Monday, April 9, 2007

Class Discussion Continued

I would just like to make a few points on the discussion we were having in class.
As we were talking about cultural diversity, good environment, health, education and so on, comments were made on the realm of economics, and how economists should not be concerned with these things because economics is about money.

Is the study of economics not a study of the way our world deals with its problems? If this is indeed the case, it implies that we learn from these mistakes, taking them into account as we create models for dictating how one should act when future problems arise. Naturally, we must then place values on certain things in order to have a goal for the models to achieve. The problem is then that we have placed value precisely on that; things. Material things. There is an 'under-allocation' of value towards the finer things in life, as outlined when we talked about the short-comings of GDP.
This certainly does not make the study of economics redundant, but merely temporarily lost.

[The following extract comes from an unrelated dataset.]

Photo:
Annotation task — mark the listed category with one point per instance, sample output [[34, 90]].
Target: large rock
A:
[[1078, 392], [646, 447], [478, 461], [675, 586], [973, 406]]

Lost in the sense that we have lost sight of what is really important to us, what we truly value. Let's face it, the way economics has placed value on money and profits has led to increasingly Machiavellian and deceptive ways of living, the exact opposite of those virtues we used to value. Paradoxically, therefore, the more the present economic theories are used to maximize profits, the more the integrity of the study of economics is undermined.
In other words, no study of any sort should find good in a system such as "[t]he modern private enterprise system [which] ingeniously employs the human urges of greed and envy as its motive power," (Schumacher) such as we see today.

Needless to say, as a social study, economics studies society and the world around us. However, that does then not mean that we should only perceive the world in terms of economics, and economics today connotes profit maximization. Perhaps economics should find a new direction and set of values by learning from Aristotle's idea of metaphysics, cultural and religious values and human and physical geography.